10. Limitations and External Validity
What we claim
- Dataset significantly moderates the H0-EWC benefit relationship (Phase 6, p = 0.046)
- H0 partial effects on EWC benefit exclude zero on CIFAR-100 and RESISC-45 but not CUB-200
- On CUB-200, topology provides the only predictive signal for early forgetting (ret@10 CI excludes zero)
What we do not claim
- That topology universally predicts forgetting (RESISC-45 null)
- That the EWC moderation finding is confirmatory (it emerged from exploratory analysis)
- That basin fragmentation is an established causal mechanism
Scope limitations
- 19 architectures: moderate statistical power; WRN width ladder controls for family but has limited within-ladder degrees of freedom
- One mitigation method: only EWC tested; if H0 does not predict benefit under Synaptic Intelligence or PackNet, the finding is EWC-specific
- 2D projections: topology computed on 2D landscape cross-sections, not the full high-dimensional landscape; 5 slices mitigate but do not eliminate sampling variance
- Borderline p-values: EWC moderation p = 0.046, forgetting ret@100 p = 0.035; CUB-200 ret@10 p = 0.037 does not survive Bonferroni
Falsification targets
- Synaptic Intelligence benefit shows no H0 correlation on CIFAR-100 or RESISC-45 (mechanism is EWC-specific)
- Adding 10+ architectures eliminates the CUB-200 ret@10 signal (forgetting prediction claim fails)
- Landscape intervention (e.g., SAM) changes H0 without changing EWC benefit (causal link is broken)
- Cubical persistence disagrees with Ripser-based H0 on the moderation result (measurement is method-dependent)
11. Analysis Path Transparency
The original hypothesis targeted topology as a direct predictor of forgetting. Retention at step 10 was pre-specified as the primary outcome, with ret@100 and early AURC as robustness checks.

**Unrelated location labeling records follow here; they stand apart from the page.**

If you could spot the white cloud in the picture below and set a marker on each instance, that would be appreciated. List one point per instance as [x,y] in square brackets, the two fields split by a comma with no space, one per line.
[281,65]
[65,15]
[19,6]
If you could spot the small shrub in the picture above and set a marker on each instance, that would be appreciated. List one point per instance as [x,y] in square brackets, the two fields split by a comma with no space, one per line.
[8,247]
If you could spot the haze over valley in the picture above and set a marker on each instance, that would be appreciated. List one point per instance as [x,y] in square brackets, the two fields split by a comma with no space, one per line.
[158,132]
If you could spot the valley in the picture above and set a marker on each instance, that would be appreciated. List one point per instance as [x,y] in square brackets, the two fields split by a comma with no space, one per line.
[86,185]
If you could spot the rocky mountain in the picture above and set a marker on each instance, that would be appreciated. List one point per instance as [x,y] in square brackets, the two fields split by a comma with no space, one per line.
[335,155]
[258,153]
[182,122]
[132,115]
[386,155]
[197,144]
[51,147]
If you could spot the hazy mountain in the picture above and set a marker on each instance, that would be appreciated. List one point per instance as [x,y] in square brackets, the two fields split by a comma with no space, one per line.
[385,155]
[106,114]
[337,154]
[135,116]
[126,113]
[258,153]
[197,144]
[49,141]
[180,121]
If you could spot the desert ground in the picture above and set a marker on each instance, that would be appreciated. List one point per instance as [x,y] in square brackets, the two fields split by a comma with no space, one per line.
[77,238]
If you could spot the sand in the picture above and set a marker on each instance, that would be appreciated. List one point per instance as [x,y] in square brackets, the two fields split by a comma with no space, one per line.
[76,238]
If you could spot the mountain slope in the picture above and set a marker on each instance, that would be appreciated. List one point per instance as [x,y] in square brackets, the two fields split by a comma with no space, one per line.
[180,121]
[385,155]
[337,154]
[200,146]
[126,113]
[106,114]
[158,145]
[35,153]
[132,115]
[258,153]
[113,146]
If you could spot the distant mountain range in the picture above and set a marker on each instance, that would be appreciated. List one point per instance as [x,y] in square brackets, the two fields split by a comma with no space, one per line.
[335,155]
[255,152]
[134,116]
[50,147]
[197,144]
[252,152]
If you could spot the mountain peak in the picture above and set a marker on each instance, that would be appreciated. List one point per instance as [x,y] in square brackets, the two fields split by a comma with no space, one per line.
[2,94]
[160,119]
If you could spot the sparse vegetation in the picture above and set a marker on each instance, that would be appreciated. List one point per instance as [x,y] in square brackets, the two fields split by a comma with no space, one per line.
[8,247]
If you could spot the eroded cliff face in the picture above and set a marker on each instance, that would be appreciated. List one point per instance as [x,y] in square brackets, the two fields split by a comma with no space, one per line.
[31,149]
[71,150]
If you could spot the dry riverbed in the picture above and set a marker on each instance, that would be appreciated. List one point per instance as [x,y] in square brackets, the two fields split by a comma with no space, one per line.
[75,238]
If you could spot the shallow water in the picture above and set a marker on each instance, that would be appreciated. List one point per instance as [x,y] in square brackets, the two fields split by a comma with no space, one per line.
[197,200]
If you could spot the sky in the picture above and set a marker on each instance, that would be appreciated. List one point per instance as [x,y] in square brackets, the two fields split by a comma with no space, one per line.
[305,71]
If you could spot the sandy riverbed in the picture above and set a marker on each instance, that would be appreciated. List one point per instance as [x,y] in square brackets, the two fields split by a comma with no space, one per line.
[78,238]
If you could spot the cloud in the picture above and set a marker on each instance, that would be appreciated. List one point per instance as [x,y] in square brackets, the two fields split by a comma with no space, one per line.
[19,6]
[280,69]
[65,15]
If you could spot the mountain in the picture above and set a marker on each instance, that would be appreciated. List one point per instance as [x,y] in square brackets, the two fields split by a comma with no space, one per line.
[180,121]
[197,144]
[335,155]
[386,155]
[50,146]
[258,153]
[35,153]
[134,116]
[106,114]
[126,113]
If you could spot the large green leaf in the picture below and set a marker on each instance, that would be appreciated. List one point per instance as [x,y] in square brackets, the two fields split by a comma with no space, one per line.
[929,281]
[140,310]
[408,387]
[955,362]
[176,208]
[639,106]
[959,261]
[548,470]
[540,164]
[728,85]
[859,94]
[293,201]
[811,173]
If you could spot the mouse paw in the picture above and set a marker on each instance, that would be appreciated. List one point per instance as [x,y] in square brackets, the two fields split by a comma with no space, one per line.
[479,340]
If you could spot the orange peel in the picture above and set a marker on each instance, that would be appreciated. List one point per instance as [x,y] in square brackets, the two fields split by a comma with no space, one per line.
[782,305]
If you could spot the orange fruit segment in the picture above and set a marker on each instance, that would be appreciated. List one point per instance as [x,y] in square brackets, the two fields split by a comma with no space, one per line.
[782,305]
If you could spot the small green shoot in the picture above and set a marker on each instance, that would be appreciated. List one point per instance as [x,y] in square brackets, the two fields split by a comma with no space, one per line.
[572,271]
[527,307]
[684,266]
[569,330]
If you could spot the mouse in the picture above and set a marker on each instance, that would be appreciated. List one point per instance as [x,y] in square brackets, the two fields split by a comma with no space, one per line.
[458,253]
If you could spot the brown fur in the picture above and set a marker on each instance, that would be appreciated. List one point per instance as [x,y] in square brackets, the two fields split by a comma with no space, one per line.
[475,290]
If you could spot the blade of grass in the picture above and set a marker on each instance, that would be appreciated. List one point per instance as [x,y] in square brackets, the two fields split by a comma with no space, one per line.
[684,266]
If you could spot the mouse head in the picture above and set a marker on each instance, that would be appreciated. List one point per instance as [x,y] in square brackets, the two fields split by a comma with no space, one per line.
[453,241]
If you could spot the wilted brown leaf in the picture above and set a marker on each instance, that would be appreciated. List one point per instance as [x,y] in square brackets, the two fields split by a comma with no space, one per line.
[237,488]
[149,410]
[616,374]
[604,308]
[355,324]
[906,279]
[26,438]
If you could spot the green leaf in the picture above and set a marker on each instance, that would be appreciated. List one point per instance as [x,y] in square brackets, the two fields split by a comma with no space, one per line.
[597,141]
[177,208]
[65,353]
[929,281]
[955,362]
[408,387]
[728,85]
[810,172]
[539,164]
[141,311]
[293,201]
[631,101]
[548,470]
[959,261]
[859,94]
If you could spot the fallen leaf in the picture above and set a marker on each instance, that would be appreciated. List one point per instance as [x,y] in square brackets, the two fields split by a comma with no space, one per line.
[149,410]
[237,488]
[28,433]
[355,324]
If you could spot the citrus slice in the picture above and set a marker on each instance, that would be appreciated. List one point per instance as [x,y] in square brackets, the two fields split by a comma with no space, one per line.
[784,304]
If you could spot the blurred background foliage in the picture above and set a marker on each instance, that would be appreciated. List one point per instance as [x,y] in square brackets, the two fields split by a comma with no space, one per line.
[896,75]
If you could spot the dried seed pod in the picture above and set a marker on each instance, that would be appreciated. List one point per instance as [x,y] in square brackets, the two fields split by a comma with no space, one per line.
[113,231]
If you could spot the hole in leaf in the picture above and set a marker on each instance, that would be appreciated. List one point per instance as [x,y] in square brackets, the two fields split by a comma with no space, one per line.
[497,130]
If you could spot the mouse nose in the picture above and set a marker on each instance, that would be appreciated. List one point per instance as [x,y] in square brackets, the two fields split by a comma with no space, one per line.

CIFAR-100 was run first and showed parameter count dominates (topology null, p = 0.295). CUB-200 was run second and showed topology rescues prediction (p = 0.037). RESISC-45 was run third and returned a null for topology (p = 0.566), falsifying the simpler “topology helps on hard tasks” framing.
The EWC benefit analysis was computed as part of Phase 4 diagnostics, not as the original target hypothesis. The shift from “topology predicts forgetting” to “topology predicts mitigation benefit” emerged from the data after the RESISC-45 null. The Phase 6 pooled interaction model was designed post hoc to formalize the cross-dataset moderation pattern.
The EWC moderation finding (p = 0.046) should be interpreted as a data-driven discovery requiring pre-registered replication, not as a confirmatory result.
12. Reproducibility and Infrastructure
Compute
- Local GPU cluster (NVIDIA RTX, CUDA)
- PyTorch 2.x with mixed precision
- Training seed = 42 (deterministic)
- Landscape seed randomized, logged per run
Topology
- Ripser (Vietoris-Rips, sparse mode)
- GUDHI (cubical PH validation)
- scikit-tda ecosystem
- 5 random slices per architecture
Tracking and Versioning
- Version-controlled YAML configs (57 total)
- Full dependency pinning (pyproject.toml)
- Structured JSON output with all metrics
- Flask dashboard for experiment management
References
- Ballester, R. and Araujo, X. (2020). On the interplay between topological data analysis and deep learning. NeurIPS Workshop on TDA.
- Boissonnat, J.-D. et al. (2018). Geometric and Topological Inference. Cambridge University Press.
- Draxler, F. et al. (2018). Essentially no barriers in neural network energy landscape. ICML.
- Kirkpatrick, J. et al. (2017). Overcoming catastrophic forgetting in neural networks. PNAS, 114(13), 3521-3526.
- Li, H. et al. (2018). Visualizing the loss landscape of neural nets. NeurIPS.
- McCloskey, M. and Cohen, N. J. (1989). Catastrophic interference in connectionist networks. Psychology of Learning and Motivation, 24, 109-165.
- Otter, N. et al. (2017). A roadmap for the computation of persistent homology. EPJ Data Science, 6(1), 1-38.
- Rieck, B. et al. (2019). Neural persistence: a complexity measure for deep neural networks using algebraic topology. ICLR.
- Tononi, G. and Cirelli, C. (2014). Sleep and the price of plasticity. Neuron, 81(1), 12-34.